Burjeel Holdings files for $750M IPO, the largest healthcare listing in UAE history
Burjeel Holdings plans to raise $750 million on the Abu Dhabi Securities Exchange, the largest healthcare IPO the UAE has seen, with direct implications for hospital consolidation and operator benchmarking across the Gulf.
Burjeel Holdings plans to raise $750 million (AED 2.75 billion) through an IPO on the Abu Dhabi Securities Exchange (ADX), the largest healthcare listing in UAE history, according to filings reviewed by Gulf Business.
The listing would place Burjeel alongside Pure Health and NMC Health's successor entities as publicly traded hospital groups on UAE exchanges. Three healthcare-related IPOs listed on Gulf exchanges in the 18 months before Burjeel's filing, collectively raising more than $2 billion, and institutional appetite for the sector has not slowed.
What Burjeel brings to the public market
Burjeel, founded by Dr. Shamsheer Vayalil, operates more than 40 hospitals, medical centres, and pharmacies across the UAE and Oman. Its flagship is Burjeel Medical City in Abu Dhabi, a 250-bed quaternary care hospital that opened in 2022 with specialties in oncology, organ transplant, and bone marrow transplant. The group reported revenue exceeding AED 4 billion in the 12 months before the filing, driven by Abu Dhabi's mandatory insurance volumes and its medical tourism corridor.
The company operates across the full acuity spectrum through four distinct brand tiers:
- Burjeel — premium tertiary and quaternary hospitals
- Medeor and LLH — mid-tier secondary care facilities
- Tajmeel — primary care and cosmetic clinics
This multi-tier structure mirrors the strategy that made NMC Health attractive to investors before its 2020 collapse, though Burjeel has worked to distance itself from that comparison.

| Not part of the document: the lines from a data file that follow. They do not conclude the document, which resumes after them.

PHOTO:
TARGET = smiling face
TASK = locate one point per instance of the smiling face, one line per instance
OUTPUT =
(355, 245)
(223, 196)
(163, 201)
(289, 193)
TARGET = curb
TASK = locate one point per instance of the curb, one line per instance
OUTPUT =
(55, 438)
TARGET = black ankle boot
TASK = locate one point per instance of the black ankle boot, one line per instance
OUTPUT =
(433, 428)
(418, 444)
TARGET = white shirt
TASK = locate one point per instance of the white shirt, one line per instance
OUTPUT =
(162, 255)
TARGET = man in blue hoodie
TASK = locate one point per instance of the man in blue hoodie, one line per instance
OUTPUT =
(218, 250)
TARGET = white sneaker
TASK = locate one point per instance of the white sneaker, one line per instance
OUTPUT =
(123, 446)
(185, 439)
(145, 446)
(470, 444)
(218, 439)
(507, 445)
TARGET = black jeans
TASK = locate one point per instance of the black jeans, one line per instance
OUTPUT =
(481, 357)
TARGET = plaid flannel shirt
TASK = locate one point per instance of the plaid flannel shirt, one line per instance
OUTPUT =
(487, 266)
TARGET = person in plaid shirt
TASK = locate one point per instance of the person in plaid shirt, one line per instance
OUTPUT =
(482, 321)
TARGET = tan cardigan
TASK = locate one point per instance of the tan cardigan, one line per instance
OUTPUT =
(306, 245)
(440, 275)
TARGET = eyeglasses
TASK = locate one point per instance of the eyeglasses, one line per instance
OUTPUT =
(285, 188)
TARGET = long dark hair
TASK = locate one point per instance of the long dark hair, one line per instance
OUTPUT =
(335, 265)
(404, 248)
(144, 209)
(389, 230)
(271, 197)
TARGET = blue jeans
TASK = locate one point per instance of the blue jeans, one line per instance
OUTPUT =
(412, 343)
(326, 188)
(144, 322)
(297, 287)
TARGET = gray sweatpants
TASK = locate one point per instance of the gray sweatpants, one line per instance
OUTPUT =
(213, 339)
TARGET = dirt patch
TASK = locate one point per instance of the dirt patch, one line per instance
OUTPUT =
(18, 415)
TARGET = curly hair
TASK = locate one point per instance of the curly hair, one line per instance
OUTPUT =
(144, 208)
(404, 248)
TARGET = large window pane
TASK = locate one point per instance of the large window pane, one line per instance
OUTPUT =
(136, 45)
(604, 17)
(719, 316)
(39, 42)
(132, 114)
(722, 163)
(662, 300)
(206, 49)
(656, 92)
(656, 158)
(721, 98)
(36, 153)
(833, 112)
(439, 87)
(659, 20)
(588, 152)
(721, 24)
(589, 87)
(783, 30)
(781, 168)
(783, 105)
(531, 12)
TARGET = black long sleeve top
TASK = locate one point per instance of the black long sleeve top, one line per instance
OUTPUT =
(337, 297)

Regulatory tailwinds across both emirates
The IPO arrives during a period of heavy government investment in healthcare infrastructure. The Department of Health Abu Dhabi (DOH) expanded mandatory health insurance to cover all residents, which created a guaranteed revenue floor for licensed providers. Abu Dhabi's population grew by an estimated 4.2% in 2021, and DOH approved new hospital licences at twice the rate of the previous five-year period.
Dubai's Dubai Health Authority (DHA) and the federal Ministry of Health and Prevention (MOHAP) have similarly expanded coverage mandates and licensed new facilities across the Northern Emirates. For Burjeel, which operates in both Abu Dhabi and Dubai, the cross-emirate regulatory environment creates a large addressable market without the fragmented licensing barriers that constrain smaller operators.
What operators and CFOs should watch
For competing hospital groups, Burjeel's IPO creates two immediate pressures. A publicly listed Burjeel with $750 million in fresh capital will have significant firepower for acquisitions, particularly in Oman and the wider GCC where consolidation is accelerating. The IPO prospectus will also disclose detailed financials, including per-bed revenue, occupancy rates, and payer mix, that become the benchmark against which private operators are measured by insurers, regulators, and lenders.
CFOs at mid-size hospital groups should expect board-level questions about whether their margins and growth rates compare favourably to Burjeel's disclosed figures. CIOs should note that Burjeel invested heavily in electronic health record (EHR) integration and clinical AI as part of its pre-IPO positioning. DOH may tie future facility accreditation to digital maturity standards, and Burjeel's disclosures will set the bar.
The listing timeline points to Q4 2022, subject to Securities and Commodities Authority (SCA) approval and market conditions.